Hundreds of people who feel threatened by the roughly 68 wolves now roaming around eastern Norway turned out for a noisy demonstration in front of the Norwegian Parliament on Wednesday. They were protesting the government’s refusal to kill 47 of the wolves, and aren’t satisfied that only 15 will be subject to a hunt.
The protesters directed their anger at the government minister in charge of environment and climate issues, Vidar Helgesen, who is under enormous pressure to reinstate the wolf hunt in full. He met shortly thereafter with their representatives from the Norwegian farmers’ organization (Norges Bondelag), the hunters and fishing organization (Norges Jeger- og Fiskeforbund) and local politicians from Hedmark and other areas where wolves have been reintroduced into the nature after nearly becoming extinct in Norway.
Helgesen listened to the claims from those who believe the wolves pose a threat and are disrupting economic and recreational pursuits. Among the protesters are forest- and other land-owners who can earn well by charging for moose and other wildlife hunting on their grounds, and fear the wolves threaten both the moose, the hunters and their dogs. Helgesen, however, stood by the decision he announced on December 20 that the state can’t legally allow more wolves to be shot than it already has.
“We have given permission for 15 wolves to be hunted,” Helgesen said. “If there’s still a great risk for damage, or if wolves behave in a threatening manner, more can be destroyed, but we don’t have the legal means to increase the licensing round.”
That’s “rubbish,” according to one of the many demonstrators outside Parliament on Wednesday. They don’t buy Helgesen’s argument that the wolves don’t pose a threat great enough to justify a hunt, under terms of international treaties Norway is obliged to follow. The full hunt of 47 wolves that had been approved earlier by regional authorities, and which Helgesen reversed, also met protests from around the world. Conservationists had presented Helgesen with some 60,000 signatures of people opposed to the hunt last year.
That’s a lot more than the hundreds who turned out in Oslo on Wednesday but they had little regard for the opinions of environmentalists or people living outside Norway. They were most concerned about the presence of wolves in their communities and on their property.

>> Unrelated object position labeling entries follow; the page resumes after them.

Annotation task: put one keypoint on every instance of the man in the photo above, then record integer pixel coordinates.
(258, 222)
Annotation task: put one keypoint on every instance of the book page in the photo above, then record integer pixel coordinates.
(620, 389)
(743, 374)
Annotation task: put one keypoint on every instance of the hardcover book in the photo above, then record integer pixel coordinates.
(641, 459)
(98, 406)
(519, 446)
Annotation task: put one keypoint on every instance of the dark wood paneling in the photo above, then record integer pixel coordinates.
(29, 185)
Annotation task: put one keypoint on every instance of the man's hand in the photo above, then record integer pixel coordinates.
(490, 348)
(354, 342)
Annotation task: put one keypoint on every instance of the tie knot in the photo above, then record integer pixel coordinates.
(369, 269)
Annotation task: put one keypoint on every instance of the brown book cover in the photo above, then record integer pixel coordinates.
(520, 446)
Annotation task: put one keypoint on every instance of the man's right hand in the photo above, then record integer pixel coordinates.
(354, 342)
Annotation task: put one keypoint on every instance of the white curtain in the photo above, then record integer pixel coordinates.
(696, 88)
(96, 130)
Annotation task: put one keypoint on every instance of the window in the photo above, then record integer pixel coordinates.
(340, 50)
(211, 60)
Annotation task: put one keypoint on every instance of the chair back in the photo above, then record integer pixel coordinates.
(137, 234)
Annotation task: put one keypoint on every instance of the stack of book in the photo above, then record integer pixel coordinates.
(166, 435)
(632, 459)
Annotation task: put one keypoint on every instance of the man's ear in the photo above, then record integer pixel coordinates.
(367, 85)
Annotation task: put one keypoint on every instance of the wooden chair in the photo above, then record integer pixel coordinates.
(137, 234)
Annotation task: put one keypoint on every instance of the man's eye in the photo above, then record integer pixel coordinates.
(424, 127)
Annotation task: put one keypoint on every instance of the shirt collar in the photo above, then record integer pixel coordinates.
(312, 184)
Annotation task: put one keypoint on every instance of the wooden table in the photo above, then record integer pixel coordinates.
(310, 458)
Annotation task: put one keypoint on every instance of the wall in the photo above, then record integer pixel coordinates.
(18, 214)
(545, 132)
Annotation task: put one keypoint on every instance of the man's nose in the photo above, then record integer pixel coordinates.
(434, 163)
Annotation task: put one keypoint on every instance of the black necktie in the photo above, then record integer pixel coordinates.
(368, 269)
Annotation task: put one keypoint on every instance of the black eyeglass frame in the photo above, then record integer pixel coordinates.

The Norwegian protesters who traveled into Oslo from Hedmark, Østerdalen, Trøndelag and Trysil among other rural areas called Helgesen’s limits on the wolf hunt “disrespectful” and “arrogant.” Their signs stressed that they have grazing and hunting rights that must honoured, that grazing areas are one of Norway’s biggest resources and that “Hunting is culture and business.” A majority of the protesters were middle-aged and older men, with only a few women spotted in the crowd.
Some spoke, though, including a mother from Trysil who complained that her family’s quality of life had deteriorated since they’d become almost afraid to go outdoors. “Everyone knows that the wolf is not a threatened species,” declared another male speaker, to spirited applause. A farmer from Trøndelag spoke while other men held up posters behind him of bloody sheep who’d been victims of attacks by predators.
Yet another man seemed to resort to threats against Helgesen and the government. Their protest “is not ending here,” he declared. “It’s here it’s beginning.” Helgesen, of the Conservatives, was also meeting Wednesday afternoon with representatives of the other parties in Parliament that had settled on a compromise regarding wildlife management, as they sought to reduce the level of conflict.